Dear readers budiman ....
Cerita ini udh selesai. Untuk dukung aku yang berusaha kasih cerita terbaikku untuk kalian, please support aku dengan vote dan komen cerita ini!
That means a lot for real!
Selamat membaca!
.
.
.

Jadi, aku sudah berdiri di sini sekitar lima belas menit. Aku menatap pagar hitam menjulang di depan hidungku. Melirik dari sela-sela pagar yang terkunci rapat. Bisa kulihat pekarangannya yang luas kosong melompong. Kalau bukan karena tamannya yang terawat rapi, mungkin aku akan berpikir rumah ini tak berpenghuni. Tadi saat sampai aku sudah berusaha mencari catatan nomor telepon si pemilik rumah yang Ayah berikan padaku sebelum naik kereta, tapi sepertinya catatan itu terjatuh entah di mana.

Beberapakali aku mencari bel yang biasanya ada di sekitaran gerbang, tapi tak kutemukan. Kulongok pos satpam, tapi tak ada seorangpun di sana. Aku pun duduk di atas koper besarku yang berisi pakaian, merenungkan cara lain agar bisa masuk ke dalam rumah.

Aku memandang jalanan di depanku, memikirkan bagaimana akhirnya aku berakhir di depan rumah gedong ini. Teman Ayah datang liburan kemarin, bilang beliau mau membiayai kuliahku jika aku berkenan, dan Ayah membebaskan keputusannya padaku yang tentu saja tanpa berpikir dua kali kuiyakan saja. Setelah dipikir lagi, aku tak pernah menanyakan apa alasan yang membuat teman Ayah itu mau membiayaiku. 

Sebuah motor hitam berhenti, menghentikan lamunanku. Si pengendara menaikkan kaca helm-nya, menatapku sebentar dan berjalan melewatiku.

Oh, cowok, batinku.

Aku tak bangun dari posisi dudukku, menatap lamat-lamat cowok itu membuka gerbang dengan mudah.

Ia kembali berjalan melewatiku, kini tanpa menoleh sedikitpun, kembali menaiki motornya dan memasukkannya ke dalam area rumah yang luas. Oke, mungkin cowok itu mengira aku hanya numpang duduk di depan rumahnya saja, mungkin pemandangan seseorang dengan koper besar sudah biasa di depan rumahnya. Atau jangan-jangan cowok itu sama sekali bukan si pemilik rumah.

Lama aku menatap gerbang yang terbuka lebar di depanku, sampai seorang wanita paruh baya berlari tergopoh ke arahku.

"Punteun, Non! Maap, Bibi nggak ngecek-ngecek, nggak tau kalo Non udah dateng. Barusan Den Saka yang ngasih tau Non ada di depan rumah. Masuk, Non, masuk."

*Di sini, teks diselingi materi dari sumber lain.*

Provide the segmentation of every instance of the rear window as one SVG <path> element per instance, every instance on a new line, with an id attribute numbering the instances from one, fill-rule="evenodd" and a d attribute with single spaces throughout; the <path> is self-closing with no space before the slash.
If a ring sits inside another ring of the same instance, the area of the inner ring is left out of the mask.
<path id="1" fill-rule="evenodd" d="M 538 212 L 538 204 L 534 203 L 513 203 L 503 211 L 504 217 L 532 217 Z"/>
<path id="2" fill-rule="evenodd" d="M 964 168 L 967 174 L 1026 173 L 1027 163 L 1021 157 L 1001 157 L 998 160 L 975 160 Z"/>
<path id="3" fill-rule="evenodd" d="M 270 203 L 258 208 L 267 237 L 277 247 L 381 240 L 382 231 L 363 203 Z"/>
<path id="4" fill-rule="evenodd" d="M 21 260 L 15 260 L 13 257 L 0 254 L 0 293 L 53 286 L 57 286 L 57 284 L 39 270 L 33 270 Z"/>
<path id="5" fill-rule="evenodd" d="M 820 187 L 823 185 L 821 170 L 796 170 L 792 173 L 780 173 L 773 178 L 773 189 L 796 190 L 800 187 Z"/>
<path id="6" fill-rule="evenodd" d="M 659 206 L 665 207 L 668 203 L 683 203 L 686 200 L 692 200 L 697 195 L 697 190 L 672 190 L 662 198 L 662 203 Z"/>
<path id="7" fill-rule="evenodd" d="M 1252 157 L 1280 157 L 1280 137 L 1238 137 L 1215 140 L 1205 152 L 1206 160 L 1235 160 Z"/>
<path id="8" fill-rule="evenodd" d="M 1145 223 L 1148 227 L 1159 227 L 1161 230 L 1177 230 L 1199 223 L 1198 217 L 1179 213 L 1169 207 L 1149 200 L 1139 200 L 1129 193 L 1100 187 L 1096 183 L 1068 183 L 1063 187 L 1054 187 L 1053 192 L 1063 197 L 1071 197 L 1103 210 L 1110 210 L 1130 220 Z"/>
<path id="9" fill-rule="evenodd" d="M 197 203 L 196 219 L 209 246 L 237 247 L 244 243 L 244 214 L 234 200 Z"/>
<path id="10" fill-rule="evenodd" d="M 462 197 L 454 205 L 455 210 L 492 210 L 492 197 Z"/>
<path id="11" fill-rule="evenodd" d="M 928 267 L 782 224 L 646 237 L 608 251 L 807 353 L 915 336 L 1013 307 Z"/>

Cepat sekali wanita ini bicara hingga aku hanya mengangguk-anggukkan kepala sebagai jawaban. Aku berjalan menarik koperku mengikutinya, menyeberangi pekarangan dan masuk lewat pintu garasi. Ruangan bergaya American Classic dengan dominasi warna putih menyambutku di dalam rumah. Di sudut jauh bahkan aku bisa melihat perapian yang entah sungguhan atau hanya dekorasi untuk menambah kesan temanya. Sofa besar di ruang tamu berjajar rapi. Tangga pualam lebar berada tak jauh dariku menjulang menuju lantai dua yang memiliki nuansa yang sama. Rumah dengan konsep open itu penuh dengan furnitur dari lantai hingga langit-langit. Aku menatapnya takjub, memperhatikan lampu gantung besar di tengah ruangan.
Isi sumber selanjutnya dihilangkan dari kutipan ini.